Reducing the complexity of SystemVerilog by any means would increase its acceptance by designers and project managers.

According to Shalom Bresticker

If we take operator overloading, for example, then it is true that it is not very much implemented, but neither have I heard users complaining about it very much.

Is deprecation sometimes an enhancement?

Posted by: bradpierce | 2010/02/04

Intuition about SV modports

An important ambiguity in the SystemVerilog standard is what an output direction specifier in a modport declaration means. See, for example, comments in Mantis 2114.

Simulators are consistent with each other that the specifier has little meaning, that writing across a modport-type port is no different than writing across an interface-type port, namely, by reference.

In my opinion, this interpretation is contrary to intuition and to the very first paragraph of the LRM section on modports

To restrict interface access within a module, there are modport lists with directions declared within the interface. The keyword modport indicates that the directions are declared as if inside the module.

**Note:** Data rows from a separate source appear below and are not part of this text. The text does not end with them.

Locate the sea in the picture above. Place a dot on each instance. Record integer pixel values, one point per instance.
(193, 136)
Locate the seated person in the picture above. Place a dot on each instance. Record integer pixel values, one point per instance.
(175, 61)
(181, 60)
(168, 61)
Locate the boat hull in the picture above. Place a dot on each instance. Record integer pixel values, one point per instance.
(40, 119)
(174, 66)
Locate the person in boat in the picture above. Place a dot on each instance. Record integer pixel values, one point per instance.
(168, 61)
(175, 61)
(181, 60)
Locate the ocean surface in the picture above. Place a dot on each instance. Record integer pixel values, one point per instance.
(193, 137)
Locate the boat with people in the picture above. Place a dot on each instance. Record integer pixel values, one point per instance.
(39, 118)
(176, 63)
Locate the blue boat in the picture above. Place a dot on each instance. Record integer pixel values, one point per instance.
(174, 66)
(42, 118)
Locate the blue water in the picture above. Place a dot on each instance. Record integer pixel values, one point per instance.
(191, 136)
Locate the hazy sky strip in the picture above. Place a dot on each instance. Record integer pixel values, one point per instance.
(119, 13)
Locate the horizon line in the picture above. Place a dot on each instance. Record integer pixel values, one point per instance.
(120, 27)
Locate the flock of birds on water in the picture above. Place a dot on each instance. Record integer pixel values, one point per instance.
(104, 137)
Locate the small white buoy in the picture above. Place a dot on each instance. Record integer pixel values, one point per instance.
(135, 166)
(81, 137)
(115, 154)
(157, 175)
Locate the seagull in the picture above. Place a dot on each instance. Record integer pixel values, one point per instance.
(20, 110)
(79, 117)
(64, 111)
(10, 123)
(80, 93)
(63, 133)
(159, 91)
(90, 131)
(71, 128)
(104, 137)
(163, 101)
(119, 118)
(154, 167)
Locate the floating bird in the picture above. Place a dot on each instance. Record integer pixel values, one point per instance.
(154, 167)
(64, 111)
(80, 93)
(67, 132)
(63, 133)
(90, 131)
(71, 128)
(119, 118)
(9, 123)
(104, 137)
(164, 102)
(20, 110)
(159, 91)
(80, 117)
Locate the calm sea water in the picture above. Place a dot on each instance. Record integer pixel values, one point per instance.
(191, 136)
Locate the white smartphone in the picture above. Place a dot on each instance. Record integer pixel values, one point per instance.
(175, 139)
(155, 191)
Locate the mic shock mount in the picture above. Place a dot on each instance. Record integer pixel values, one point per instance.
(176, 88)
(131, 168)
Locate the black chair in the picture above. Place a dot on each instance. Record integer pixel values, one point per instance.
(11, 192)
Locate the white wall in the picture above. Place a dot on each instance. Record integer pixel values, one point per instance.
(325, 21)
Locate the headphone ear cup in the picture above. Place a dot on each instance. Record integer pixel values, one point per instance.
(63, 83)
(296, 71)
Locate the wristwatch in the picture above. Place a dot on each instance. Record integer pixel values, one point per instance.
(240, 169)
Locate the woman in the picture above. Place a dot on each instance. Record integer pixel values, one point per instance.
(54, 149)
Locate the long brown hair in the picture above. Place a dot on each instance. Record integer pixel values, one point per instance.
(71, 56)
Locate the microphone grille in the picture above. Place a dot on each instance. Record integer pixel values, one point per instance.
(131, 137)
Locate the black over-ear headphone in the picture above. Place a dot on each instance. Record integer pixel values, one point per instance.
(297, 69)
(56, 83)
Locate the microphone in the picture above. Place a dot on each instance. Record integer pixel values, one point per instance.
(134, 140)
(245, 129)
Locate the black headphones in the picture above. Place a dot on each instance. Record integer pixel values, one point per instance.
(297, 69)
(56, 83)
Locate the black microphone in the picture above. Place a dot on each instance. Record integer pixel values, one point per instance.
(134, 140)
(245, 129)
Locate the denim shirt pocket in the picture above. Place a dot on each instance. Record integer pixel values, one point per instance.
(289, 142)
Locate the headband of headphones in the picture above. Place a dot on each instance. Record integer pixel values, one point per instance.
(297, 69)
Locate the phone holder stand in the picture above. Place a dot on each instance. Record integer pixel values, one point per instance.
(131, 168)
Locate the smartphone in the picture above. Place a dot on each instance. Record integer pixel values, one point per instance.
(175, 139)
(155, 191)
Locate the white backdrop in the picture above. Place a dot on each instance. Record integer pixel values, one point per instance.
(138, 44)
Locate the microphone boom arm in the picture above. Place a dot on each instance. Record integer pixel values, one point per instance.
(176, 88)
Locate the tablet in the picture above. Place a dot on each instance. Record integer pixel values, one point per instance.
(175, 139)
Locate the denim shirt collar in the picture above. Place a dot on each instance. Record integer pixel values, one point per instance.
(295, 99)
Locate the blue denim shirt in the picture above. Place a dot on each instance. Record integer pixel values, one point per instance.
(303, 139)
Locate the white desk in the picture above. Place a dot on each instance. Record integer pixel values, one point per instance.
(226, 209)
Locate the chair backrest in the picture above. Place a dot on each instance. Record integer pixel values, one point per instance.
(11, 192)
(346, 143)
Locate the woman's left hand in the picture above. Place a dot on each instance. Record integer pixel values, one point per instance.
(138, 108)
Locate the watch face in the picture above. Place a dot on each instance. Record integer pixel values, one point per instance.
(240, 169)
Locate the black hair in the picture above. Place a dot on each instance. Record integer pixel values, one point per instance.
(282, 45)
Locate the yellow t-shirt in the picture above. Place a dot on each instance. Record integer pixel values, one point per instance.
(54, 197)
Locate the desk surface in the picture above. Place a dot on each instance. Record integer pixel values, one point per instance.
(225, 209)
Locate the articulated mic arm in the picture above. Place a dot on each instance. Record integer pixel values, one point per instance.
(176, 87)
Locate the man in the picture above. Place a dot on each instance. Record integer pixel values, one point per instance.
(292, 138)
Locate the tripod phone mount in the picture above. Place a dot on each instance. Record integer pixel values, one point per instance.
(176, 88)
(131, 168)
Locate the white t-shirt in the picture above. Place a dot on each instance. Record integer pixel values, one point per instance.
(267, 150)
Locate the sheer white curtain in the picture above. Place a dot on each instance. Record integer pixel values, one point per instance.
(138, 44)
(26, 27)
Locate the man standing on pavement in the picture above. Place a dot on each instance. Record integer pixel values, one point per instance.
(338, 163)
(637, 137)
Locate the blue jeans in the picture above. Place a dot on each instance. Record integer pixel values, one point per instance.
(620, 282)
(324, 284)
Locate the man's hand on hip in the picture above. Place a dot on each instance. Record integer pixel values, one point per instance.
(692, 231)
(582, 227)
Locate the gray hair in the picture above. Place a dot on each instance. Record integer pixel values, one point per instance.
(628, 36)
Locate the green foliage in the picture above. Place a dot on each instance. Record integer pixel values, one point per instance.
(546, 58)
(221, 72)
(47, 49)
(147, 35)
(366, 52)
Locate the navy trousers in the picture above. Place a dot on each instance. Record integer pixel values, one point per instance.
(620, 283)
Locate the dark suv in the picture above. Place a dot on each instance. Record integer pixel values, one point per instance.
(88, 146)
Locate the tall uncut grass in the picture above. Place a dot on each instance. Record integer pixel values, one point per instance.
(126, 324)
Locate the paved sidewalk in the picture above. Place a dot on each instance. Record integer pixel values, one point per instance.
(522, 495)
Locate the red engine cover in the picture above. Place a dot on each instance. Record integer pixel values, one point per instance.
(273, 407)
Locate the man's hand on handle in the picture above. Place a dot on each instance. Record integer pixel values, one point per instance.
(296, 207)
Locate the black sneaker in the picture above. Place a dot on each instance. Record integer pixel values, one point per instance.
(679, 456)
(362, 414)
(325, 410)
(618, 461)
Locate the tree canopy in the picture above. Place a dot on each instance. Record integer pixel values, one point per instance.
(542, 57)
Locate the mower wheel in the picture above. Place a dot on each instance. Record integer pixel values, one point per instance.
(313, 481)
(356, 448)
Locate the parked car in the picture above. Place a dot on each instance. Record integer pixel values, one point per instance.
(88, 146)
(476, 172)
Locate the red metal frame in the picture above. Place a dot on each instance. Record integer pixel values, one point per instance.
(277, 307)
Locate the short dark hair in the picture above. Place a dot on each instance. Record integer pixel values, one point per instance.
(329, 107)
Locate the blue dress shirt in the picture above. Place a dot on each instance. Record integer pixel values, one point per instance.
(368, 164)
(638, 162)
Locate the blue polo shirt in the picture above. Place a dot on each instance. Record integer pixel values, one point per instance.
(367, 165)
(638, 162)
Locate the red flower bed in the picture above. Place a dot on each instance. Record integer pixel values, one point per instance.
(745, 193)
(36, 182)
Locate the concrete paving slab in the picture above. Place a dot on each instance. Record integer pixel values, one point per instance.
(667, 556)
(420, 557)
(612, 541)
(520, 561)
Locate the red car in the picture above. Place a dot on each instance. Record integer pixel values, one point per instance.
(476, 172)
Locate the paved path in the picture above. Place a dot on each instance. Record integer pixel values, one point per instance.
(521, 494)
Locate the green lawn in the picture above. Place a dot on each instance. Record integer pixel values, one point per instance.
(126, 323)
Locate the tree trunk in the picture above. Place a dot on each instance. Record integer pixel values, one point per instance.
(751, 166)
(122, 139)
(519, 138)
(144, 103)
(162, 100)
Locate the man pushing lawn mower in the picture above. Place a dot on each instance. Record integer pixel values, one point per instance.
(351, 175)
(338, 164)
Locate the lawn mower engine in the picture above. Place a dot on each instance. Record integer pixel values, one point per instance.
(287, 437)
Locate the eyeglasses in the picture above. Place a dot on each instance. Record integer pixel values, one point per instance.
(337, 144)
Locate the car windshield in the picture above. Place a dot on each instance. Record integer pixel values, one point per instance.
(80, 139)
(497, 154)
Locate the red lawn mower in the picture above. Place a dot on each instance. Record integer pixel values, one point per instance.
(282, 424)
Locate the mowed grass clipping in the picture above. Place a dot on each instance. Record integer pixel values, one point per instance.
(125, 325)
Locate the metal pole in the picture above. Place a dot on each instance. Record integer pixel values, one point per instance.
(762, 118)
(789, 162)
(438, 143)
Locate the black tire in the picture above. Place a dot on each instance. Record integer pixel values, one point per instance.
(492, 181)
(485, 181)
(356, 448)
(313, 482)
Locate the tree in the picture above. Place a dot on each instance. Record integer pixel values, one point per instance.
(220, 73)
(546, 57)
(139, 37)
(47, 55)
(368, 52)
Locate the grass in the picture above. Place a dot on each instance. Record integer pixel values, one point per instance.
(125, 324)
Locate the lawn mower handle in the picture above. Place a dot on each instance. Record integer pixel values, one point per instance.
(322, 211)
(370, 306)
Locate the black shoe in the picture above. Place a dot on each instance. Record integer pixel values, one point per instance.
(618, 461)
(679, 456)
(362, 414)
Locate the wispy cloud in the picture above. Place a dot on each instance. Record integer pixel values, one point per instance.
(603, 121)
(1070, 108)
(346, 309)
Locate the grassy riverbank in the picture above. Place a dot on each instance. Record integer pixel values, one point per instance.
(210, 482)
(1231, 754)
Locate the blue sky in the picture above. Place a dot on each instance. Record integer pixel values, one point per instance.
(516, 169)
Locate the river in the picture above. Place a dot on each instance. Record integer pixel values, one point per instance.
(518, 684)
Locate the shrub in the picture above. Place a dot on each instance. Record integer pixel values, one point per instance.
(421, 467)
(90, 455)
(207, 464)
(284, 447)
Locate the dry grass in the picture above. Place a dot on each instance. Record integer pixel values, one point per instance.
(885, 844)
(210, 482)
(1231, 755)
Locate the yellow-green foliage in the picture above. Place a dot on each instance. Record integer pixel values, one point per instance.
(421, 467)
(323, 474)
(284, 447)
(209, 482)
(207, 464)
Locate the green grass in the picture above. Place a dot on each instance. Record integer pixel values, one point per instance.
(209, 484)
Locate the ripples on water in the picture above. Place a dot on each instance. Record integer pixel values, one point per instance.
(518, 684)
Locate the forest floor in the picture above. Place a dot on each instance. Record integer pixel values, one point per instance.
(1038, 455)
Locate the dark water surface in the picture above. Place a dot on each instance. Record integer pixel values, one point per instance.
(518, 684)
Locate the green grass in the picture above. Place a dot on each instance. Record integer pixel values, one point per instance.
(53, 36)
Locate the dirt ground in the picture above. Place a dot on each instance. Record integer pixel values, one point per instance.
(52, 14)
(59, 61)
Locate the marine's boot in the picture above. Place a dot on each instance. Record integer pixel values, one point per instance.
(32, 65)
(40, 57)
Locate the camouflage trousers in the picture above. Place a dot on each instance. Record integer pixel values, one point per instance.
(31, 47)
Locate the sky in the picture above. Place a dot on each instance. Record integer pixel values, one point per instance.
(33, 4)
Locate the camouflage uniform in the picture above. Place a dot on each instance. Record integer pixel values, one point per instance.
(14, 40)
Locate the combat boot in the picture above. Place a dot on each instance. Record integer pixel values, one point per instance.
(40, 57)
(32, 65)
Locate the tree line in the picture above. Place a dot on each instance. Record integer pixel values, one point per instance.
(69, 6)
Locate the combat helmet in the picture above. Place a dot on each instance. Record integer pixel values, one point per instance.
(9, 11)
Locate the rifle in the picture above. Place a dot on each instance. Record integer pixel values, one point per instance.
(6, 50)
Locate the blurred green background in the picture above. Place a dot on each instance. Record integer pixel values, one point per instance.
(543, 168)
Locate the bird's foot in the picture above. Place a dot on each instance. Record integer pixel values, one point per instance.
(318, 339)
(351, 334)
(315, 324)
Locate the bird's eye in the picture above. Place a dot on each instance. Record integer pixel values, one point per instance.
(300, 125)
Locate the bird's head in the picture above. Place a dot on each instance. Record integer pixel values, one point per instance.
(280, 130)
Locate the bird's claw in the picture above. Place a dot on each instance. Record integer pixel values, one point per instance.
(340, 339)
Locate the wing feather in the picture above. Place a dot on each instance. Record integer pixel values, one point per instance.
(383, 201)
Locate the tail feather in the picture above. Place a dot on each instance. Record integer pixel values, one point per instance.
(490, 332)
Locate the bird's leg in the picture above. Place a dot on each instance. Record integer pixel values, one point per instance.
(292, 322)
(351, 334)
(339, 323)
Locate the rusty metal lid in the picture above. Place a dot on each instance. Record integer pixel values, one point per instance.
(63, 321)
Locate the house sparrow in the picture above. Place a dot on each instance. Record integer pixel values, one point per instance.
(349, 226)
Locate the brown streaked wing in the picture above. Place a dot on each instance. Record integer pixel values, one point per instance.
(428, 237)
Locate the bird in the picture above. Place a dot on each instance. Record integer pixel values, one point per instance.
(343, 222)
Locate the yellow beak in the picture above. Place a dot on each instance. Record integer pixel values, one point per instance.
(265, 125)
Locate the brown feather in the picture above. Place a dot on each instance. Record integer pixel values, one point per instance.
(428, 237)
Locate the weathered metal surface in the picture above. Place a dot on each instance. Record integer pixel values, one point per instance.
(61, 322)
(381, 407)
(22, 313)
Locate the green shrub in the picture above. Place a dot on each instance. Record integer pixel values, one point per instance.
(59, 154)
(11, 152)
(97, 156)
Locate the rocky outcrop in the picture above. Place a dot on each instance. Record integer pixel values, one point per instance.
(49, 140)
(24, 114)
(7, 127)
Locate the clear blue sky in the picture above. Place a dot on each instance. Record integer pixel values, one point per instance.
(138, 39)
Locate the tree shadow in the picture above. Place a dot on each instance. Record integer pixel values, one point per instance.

My intuition says a modport is just a way to declare a nested interface, implicitly instantiated by the enclosing interface instance.

For example, suppose interface IFC declares

modport mp(input x, output y, import f);

then it’s as if it had instantiated and declared

mp mp(.*);

interface mp(input … x, output … y);
function … f(…) = IFC.f(…); endfunction
endinterface

where the … abbreviates replicated signatures.

If ifc.mp is connected to a down-design, that’s exactly what’s connected — the nested interface instance — and references to the x and y in it are references to those ports x and y. For example, if x is a variable input port, then you can’t assign to it, and so on.

When a down-design port is declared IFC.mp or interface.mp, that just means that references across the port must go to the nested instance.

If GEN[5].mp is a generated modport, then connecting GEN[5].mp or the down-design imposing IFC.GEN[5].mp works out naturally, too.

Aside: There seems to be some vague family resemblance here with the prototype-based inheritance and delegation of JavaScript or Self.

Posted by: bradpierce | 2010/01/27

Requirements analysis


The most dangerous errors are bogus or incomplete requirements

  • Don’t solve the wrong problem
  • Don’t solve half the problem
  • Doing a wrong thing “right” is still wrong

Requirements analysis is difficult

  • Don’t jump to easy conclusions
  • You can’t read minds
  • Make the resolutions explicit
  • A conversation with customer
  • A form of gentle negotiation

Focus first on the real needs, not on the particular means proposed to satisfy those needs.